Clipper Equity LLC is a partnership led by David Bistricer and Sam Levinson. The firm owns more than 60 buildings, with thousands of residential units, in New York and New Jersey. The partnership are known for their attempted purchase of the Starrett City housing complex in Brooklyn, New York, for $1.3 billion on February 8, 2007, in one of the largest real estate transactions in history. New York's Mayor Michael Bloomberg expressed concerns over the new landlord's history of building violations.

== Controversy ==
Clipper Equity attempted to buy the Starrett City complex, the largest federally subsidised housing development in the United States, for a then record $1.3 billion on February 8, 2007.

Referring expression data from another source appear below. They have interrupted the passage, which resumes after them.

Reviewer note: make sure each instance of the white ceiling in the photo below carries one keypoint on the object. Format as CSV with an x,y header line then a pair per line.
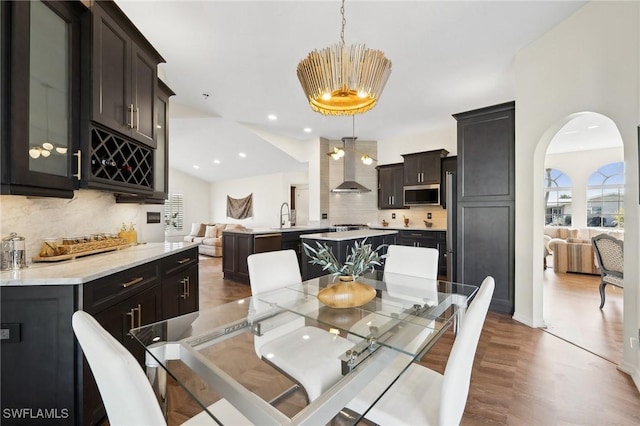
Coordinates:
x,y
448,57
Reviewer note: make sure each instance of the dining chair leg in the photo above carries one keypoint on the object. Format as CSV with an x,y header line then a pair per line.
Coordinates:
x,y
602,284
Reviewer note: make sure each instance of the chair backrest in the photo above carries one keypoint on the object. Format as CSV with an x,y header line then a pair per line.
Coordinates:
x,y
415,261
125,390
457,373
272,270
610,254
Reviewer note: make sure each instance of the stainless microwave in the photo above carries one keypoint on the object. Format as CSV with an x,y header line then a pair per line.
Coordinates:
x,y
422,195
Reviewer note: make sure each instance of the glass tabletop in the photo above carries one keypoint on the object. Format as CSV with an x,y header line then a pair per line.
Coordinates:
x,y
285,358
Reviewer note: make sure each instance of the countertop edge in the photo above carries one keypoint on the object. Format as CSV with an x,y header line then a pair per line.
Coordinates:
x,y
102,265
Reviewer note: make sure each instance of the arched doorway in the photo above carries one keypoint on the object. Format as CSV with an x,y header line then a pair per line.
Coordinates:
x,y
583,144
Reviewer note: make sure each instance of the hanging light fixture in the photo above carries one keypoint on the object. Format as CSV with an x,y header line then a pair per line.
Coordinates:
x,y
343,80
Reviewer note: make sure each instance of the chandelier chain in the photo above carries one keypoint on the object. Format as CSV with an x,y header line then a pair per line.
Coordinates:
x,y
344,21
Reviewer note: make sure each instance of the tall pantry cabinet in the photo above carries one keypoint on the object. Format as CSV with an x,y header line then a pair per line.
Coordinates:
x,y
486,200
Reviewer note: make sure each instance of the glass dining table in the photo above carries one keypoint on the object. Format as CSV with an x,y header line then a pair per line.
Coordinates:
x,y
214,354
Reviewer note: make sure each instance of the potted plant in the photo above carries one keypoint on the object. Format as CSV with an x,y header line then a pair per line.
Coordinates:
x,y
361,259
348,292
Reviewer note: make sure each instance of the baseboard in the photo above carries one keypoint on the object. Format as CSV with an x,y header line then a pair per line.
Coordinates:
x,y
528,321
631,370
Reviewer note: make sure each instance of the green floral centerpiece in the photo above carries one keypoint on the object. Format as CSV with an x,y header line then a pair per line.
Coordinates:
x,y
347,293
361,259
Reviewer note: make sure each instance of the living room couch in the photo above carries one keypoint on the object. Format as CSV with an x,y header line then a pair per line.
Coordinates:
x,y
208,236
572,249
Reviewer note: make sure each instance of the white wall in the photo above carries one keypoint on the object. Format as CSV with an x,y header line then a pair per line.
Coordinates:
x,y
579,166
197,201
390,150
88,212
269,192
589,62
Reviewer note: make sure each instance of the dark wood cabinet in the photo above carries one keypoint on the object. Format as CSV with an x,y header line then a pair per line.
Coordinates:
x,y
390,184
430,239
236,247
423,167
39,318
180,284
340,250
448,164
124,75
486,200
41,69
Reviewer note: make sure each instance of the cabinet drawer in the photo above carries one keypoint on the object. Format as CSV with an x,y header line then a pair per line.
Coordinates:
x,y
179,261
106,291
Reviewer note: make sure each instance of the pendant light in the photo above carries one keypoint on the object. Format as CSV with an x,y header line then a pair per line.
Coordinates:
x,y
343,80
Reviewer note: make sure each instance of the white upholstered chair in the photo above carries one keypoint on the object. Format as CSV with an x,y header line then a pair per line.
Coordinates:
x,y
125,390
422,396
309,355
415,261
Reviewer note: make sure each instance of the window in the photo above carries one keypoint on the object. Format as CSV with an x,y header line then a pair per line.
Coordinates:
x,y
174,214
605,196
557,195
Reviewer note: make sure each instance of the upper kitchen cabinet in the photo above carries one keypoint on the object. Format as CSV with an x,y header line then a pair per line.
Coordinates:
x,y
390,178
124,75
423,168
40,84
160,154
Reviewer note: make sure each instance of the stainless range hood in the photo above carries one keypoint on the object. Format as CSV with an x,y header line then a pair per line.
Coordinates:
x,y
349,184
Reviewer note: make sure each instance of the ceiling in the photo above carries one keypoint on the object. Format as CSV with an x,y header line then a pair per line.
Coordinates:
x,y
448,57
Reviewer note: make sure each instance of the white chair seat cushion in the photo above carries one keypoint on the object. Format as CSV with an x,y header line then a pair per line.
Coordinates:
x,y
226,413
413,400
310,356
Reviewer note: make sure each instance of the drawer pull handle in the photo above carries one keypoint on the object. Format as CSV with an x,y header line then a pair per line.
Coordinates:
x,y
132,282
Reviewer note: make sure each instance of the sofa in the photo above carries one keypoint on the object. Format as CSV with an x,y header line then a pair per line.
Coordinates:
x,y
572,249
208,236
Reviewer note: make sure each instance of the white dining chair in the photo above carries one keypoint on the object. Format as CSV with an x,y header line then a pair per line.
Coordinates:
x,y
125,390
415,261
308,355
422,396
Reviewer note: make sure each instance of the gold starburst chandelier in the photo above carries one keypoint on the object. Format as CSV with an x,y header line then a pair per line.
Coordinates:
x,y
343,80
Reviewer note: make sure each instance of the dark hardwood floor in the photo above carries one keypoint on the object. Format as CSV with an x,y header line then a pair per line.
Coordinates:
x,y
521,375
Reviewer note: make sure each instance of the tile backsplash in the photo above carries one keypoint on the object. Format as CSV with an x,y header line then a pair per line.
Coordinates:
x,y
416,216
88,212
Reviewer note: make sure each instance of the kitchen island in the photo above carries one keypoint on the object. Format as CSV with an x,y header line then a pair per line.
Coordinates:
x,y
238,244
42,367
340,243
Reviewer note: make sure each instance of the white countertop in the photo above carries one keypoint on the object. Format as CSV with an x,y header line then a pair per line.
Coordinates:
x,y
88,268
408,228
348,235
276,230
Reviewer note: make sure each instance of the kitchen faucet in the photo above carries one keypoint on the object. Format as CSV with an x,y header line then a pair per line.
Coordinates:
x,y
288,213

The State of New York and the Federal Department of Housing and Urban Development expressed concerns, and on March 1, 2007, a US Federal Judge blocked the sale. According to the Associated Press, Housing Secretary Alphonso Jackson said Clipper Equity, the prospective buyer of the complex, failed to explain how it would remain an affordable community.

Due to past irregularities, Clipper Equity was banned for life in 1998 from converting apartments to condominiums or co-ops in New York State. Exceptions to this ban are made on an individual project basis. For example, Clipper Equity has been given permission to sell apartments it is renovating in Downtown Brooklyn.